In a nearby chamber, straightening from a task she found indescribably amusing, Zulaikha heard a strangled scream outside the door, the swish and chop of a savage blow, and the thud of a falling body. The door burst open and Othman rushed in, a wild and terrifying figure, white eyeballs and bared teeth gleaming in the lamplight, blood dripping from his broad scimitar.
“Dog!” she exclaimed, drawing herself up like a serpent from its coil. “What do you here?”
“The woman you took from me!” he mouthed, ape-like in his passion. “The red-haired woman! Hell is loose in Cairo! The quarters have risen! The streets will swim in blood before dawn! Kill! kill! kill! I ride to cut down the Sunnite dogs like bamboo stalks. One more killing in all this slaughter means nothing! Give me the woman before I kill you!”
Drunk with blood-hunger and frustrated lust, the maddened black had forgotten his fear of Zulaikha. Th
e Arab cast a glance at the naked, quivering figure that lay stretched out and bound hand and foot to a divan. She had not yet worked her full will on her rival. What she had already done had been but an amusing prelude to torture, mutilation and death – agonizing only in its humiliation. All hell could not take her victim from her.
“Ali! Abdullah! Ahmed!” she shrieked, drawing a jeweled dagger.

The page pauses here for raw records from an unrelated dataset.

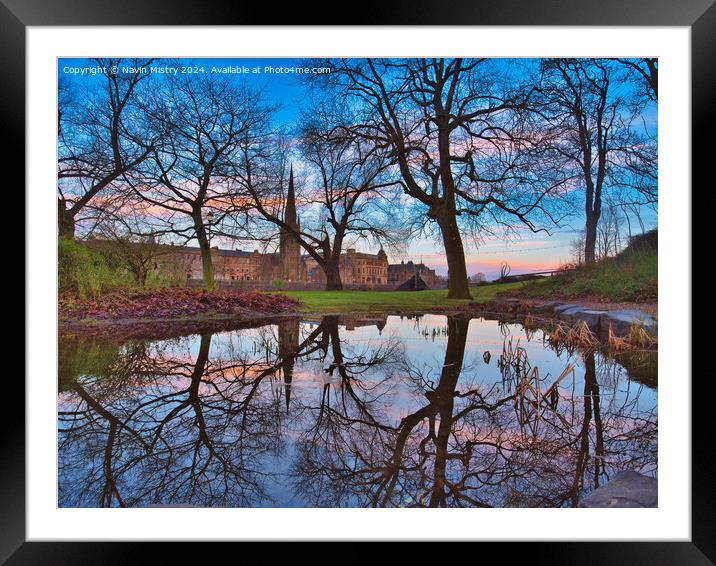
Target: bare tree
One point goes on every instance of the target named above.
(591, 115)
(100, 139)
(462, 146)
(206, 119)
(344, 198)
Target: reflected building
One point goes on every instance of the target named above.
(289, 331)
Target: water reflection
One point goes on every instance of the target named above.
(381, 412)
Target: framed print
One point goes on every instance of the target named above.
(423, 277)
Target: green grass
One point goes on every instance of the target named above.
(372, 301)
(631, 276)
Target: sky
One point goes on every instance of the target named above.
(525, 252)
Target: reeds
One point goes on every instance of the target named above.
(638, 338)
(575, 336)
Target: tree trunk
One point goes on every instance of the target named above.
(443, 398)
(333, 276)
(207, 269)
(590, 238)
(458, 287)
(65, 221)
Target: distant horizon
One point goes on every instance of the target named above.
(524, 251)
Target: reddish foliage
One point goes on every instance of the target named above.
(171, 303)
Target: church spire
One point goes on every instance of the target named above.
(290, 213)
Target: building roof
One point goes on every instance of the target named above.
(411, 266)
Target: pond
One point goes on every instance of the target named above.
(364, 411)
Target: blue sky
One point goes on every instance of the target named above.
(526, 253)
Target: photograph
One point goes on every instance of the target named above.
(359, 282)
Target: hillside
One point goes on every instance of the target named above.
(630, 276)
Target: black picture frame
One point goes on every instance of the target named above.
(699, 15)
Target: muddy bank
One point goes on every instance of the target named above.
(619, 319)
(171, 303)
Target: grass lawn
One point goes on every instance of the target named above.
(372, 301)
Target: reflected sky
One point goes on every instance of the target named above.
(352, 412)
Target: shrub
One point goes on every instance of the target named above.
(87, 272)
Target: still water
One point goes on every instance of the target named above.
(362, 411)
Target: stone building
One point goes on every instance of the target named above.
(357, 269)
(289, 248)
(184, 262)
(399, 273)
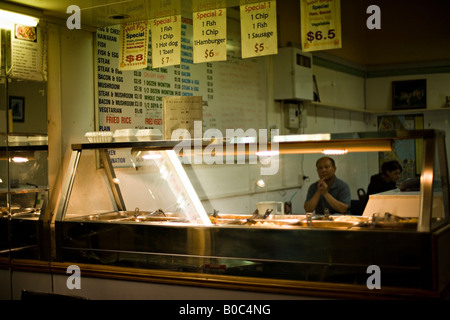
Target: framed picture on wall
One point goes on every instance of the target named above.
(17, 107)
(410, 94)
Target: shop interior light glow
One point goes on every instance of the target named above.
(334, 151)
(268, 153)
(8, 19)
(19, 159)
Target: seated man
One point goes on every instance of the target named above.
(329, 191)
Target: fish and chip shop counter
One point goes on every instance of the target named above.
(143, 213)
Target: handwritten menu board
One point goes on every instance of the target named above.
(233, 92)
(28, 53)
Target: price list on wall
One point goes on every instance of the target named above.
(166, 44)
(210, 30)
(259, 29)
(233, 92)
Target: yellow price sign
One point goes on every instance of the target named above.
(166, 41)
(210, 30)
(259, 29)
(320, 25)
(133, 45)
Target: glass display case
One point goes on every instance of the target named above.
(23, 194)
(154, 205)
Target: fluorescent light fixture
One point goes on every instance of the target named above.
(151, 156)
(8, 19)
(371, 145)
(19, 159)
(268, 153)
(334, 151)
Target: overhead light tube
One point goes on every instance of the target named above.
(8, 19)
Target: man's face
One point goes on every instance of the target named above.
(325, 169)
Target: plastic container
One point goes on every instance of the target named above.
(17, 140)
(37, 140)
(125, 135)
(149, 134)
(99, 136)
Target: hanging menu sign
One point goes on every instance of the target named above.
(210, 41)
(259, 29)
(181, 113)
(231, 91)
(133, 45)
(27, 53)
(320, 25)
(166, 41)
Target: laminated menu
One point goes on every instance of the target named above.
(180, 112)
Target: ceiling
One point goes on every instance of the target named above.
(411, 30)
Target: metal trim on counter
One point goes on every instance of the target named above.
(215, 281)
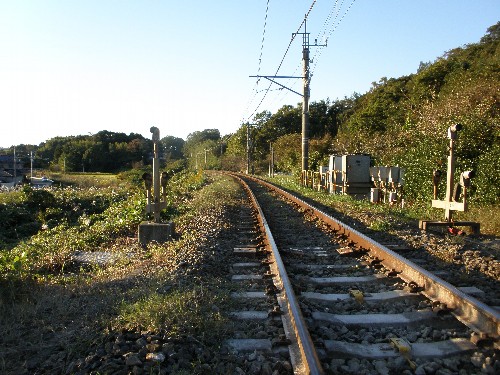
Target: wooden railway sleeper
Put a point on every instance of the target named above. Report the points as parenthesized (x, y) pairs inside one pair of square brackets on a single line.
[(413, 287), (482, 340), (357, 294), (393, 273), (441, 309)]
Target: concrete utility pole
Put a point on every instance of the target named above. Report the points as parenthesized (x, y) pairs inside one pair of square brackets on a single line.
[(249, 149), (306, 94)]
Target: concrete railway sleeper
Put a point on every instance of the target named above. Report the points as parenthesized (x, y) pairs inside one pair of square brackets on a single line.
[(343, 303)]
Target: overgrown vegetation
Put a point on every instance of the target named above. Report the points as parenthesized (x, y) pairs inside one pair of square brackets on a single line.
[(399, 121), (42, 228)]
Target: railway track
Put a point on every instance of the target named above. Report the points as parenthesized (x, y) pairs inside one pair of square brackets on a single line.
[(319, 297)]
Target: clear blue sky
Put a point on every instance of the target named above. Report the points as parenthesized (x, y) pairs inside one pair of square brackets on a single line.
[(72, 67)]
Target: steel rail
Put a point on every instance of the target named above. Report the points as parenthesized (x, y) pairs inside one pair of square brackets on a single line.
[(310, 359), (478, 316)]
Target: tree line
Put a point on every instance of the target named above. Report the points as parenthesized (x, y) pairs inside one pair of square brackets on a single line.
[(399, 121)]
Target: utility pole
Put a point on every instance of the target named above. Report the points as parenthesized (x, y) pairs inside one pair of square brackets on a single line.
[(249, 149), (306, 93), (271, 160), (15, 172)]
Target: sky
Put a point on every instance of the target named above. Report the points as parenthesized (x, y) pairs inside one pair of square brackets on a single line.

With a bull-like roar, the huge black lunged. The Arab had never fought men, and her supple quickness, without experience or knowledge of combat, was futile. The broad blade plunged through her body, standing out a foot between her shoulders. With a choked cry of agony and awful surprize she crumpled, and the Sudani brutally wrenched his scimitar free as she fell. At that instant Diego de Guzman appeared at the door.
The Spaniard knew nothing of the circumstances; he only saw a huge black man tearing his sword out of the body of a white woman; and he acted according to his instincts.
Othman, wheeling like a great cat, threw up his dripping scimitar, only to have it beaten stunningly down on his woolly skull beneath de Guzman’s terrific stroke. He staggered, and the next instant the saber, wielded with all the power of the Spaniard’s knotty muscles, clove his left arm from the shoulder, sheared down through his ribs, and wedged deep in his pelvis.
De Guzman, grunting and swearing as he twisted his blade out of the prisoning tissue and bone, sweating in fear of an attack before he could free the weapon, heard the rising thunder of the mob, and the hair lifted on his head. He knew that roar – the hunting yell of men, the thunder that has shaken the thrones of the world all down through the ages. He heard the clatter of hoofs on the streets outside, fierce voices shouting commands.
He turned toward the outer corridor when he heard a voice begging for something, and wheeling back into the chamber, saw, for the first time, the naked figure writhing on the divan. Her limbs and body showed neither gash nor bruise, but her cheeks were wet with tears, the red locks that streamed in wild profusion over her white shoulders were damp with perspiration, and her flesh quivered as if from torture.